### Question 5: Build a Summary Agent Using Wikipedia Pages
Given the Wikipedia page: https://en.wikipedia.org/wiki/Capybara, use the Fetch Web Page tool (fetch_url function) to get the content of the page and use the Save Summary tool to save the summary. 

In [1]:
from agents import Agent, function_tool, Runner # from OpenAI Agents SDK 
import requests
from requests.exceptions import RequestException
from typing import Any, Dict, List, Optional
from pathlib import Path
import re

In [2]:
def fetch_url(url: str) -> Optional[str]:
    """
    Fetch the textual content of a webpage.

    Args:
        url (str): The target URL to fetch content from.

    Returns:
        Optional[str]: The decoded HTML/text content of the fetched page if successful,
        or None if an error occurred.

    Raises:
        ValueError: If the provided URL is empty or invalid.
    """
    if not url or not isinstance(url, str):
        raise ValueError("The 'url' parameter must be a non-empty string.")

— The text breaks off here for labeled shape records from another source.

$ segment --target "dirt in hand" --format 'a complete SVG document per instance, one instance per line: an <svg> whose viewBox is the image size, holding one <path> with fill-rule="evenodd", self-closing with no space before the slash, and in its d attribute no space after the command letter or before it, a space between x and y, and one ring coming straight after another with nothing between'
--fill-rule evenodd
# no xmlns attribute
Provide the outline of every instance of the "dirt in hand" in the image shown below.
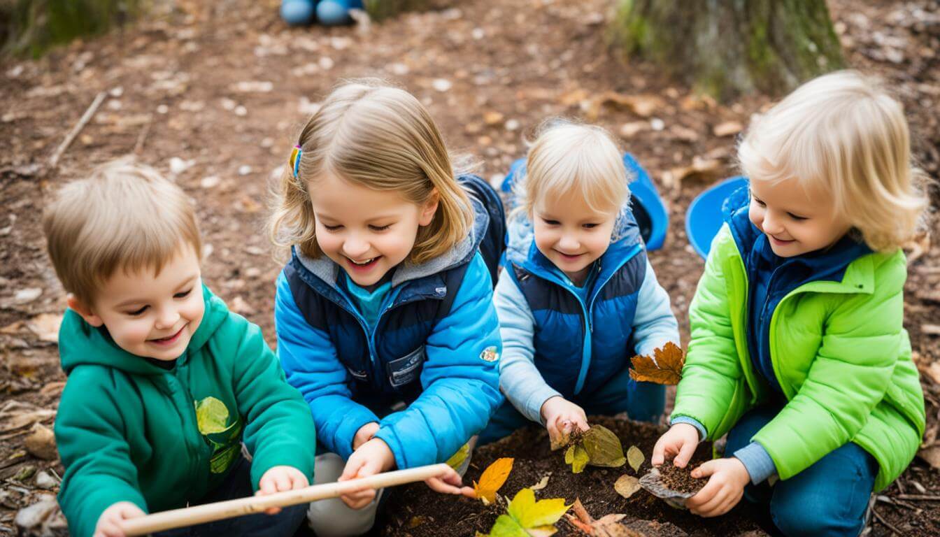
<svg viewBox="0 0 940 537"><path fill-rule="evenodd" d="M692 477L692 470L698 467L698 465L688 465L684 468L666 463L659 466L659 481L663 486L669 490L681 492L683 495L695 495L700 491L708 478L696 479Z"/></svg>

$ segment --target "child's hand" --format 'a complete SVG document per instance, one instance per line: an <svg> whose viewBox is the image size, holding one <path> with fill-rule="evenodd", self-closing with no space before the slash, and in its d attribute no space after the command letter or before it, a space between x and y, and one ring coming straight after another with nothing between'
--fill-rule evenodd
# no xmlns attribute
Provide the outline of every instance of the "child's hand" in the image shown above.
<svg viewBox="0 0 940 537"><path fill-rule="evenodd" d="M119 526L120 521L146 514L139 507L130 501L118 501L112 504L98 517L94 537L124 537L124 530Z"/></svg>
<svg viewBox="0 0 940 537"><path fill-rule="evenodd" d="M673 466L684 468L698 446L698 430L689 423L676 423L656 440L650 464L658 466L672 459Z"/></svg>
<svg viewBox="0 0 940 537"><path fill-rule="evenodd" d="M293 466L272 466L264 472L258 482L258 492L255 496L265 496L275 492L297 490L310 484L304 472ZM277 514L280 507L269 507L264 510L268 514Z"/></svg>
<svg viewBox="0 0 940 537"><path fill-rule="evenodd" d="M447 471L424 481L431 490L442 494L462 494L467 498L477 498L472 486L462 486L463 480L457 470L447 466Z"/></svg>
<svg viewBox="0 0 940 537"><path fill-rule="evenodd" d="M550 397L541 404L541 418L545 420L552 445L562 443L574 427L581 431L588 430L588 417L584 409L561 396Z"/></svg>
<svg viewBox="0 0 940 537"><path fill-rule="evenodd" d="M373 476L395 467L395 455L382 438L366 442L346 461L343 474L337 481L346 482L355 478ZM375 499L375 489L366 488L339 497L351 509L362 509Z"/></svg>
<svg viewBox="0 0 940 537"><path fill-rule="evenodd" d="M685 500L685 507L699 516L725 514L741 501L751 481L744 464L734 457L714 459L692 470L692 477L709 478L698 494Z"/></svg>
<svg viewBox="0 0 940 537"><path fill-rule="evenodd" d="M354 451L358 450L359 446L362 446L366 442L371 440L372 436L375 436L375 434L378 432L379 424L375 421L371 421L360 427L359 430L355 432L355 436L352 436L352 450Z"/></svg>

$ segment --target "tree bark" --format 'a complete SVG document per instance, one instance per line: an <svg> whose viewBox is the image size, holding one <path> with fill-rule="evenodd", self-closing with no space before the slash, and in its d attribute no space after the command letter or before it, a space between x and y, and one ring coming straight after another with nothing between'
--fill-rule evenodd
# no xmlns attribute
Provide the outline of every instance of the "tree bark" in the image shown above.
<svg viewBox="0 0 940 537"><path fill-rule="evenodd" d="M779 95L844 65L824 0L619 0L610 37L721 100Z"/></svg>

    jina_reader_base_url = "https://r.jina.ai/"
    jina_reader_url = jina_reader_base_url + url.lstrip("/")

    try:
        response = requests.get(jina_reader_url, timeout=10)
        response.raise_for_status()  # Raises HTTPError for bad status codes
        return response.content.decode("utf-8")
    except RequestException as e:
        # Catch all network-related errors (e.g., ConnectionError, Timeout, HTTPError)
        print(f"Error fetching URL '{jina_reader_url}': {e}")
        return None
    except UnicodeDecodeError:
        print(f"Error decoding response from '{jina_reader_url}'.")
        return None

In [3]:
def save_summary(filename: str, text: str, directory: str = "summaries") -> str:
    """
    Save a summary to a UTF-8 .txt file inside a local 'summaries/' folder.

    Args:
        filename (str): Desired filename; '.txt' is appended if missing.
        text (str): The summary to write.
        directory (str): Target folder (created if needed).

    Returns:
        str: The absolute path to the saved file.

    Raises:
        ValueError: If filename or text is empty/invalid.
    """
    if not filename or not isinstance(filename, str):
        raise ValueError("filename must be a non-empty string.")
    if not text or not isinstance(text, str) or not text.strip():
        raise ValueError("text must be a non-empty string.")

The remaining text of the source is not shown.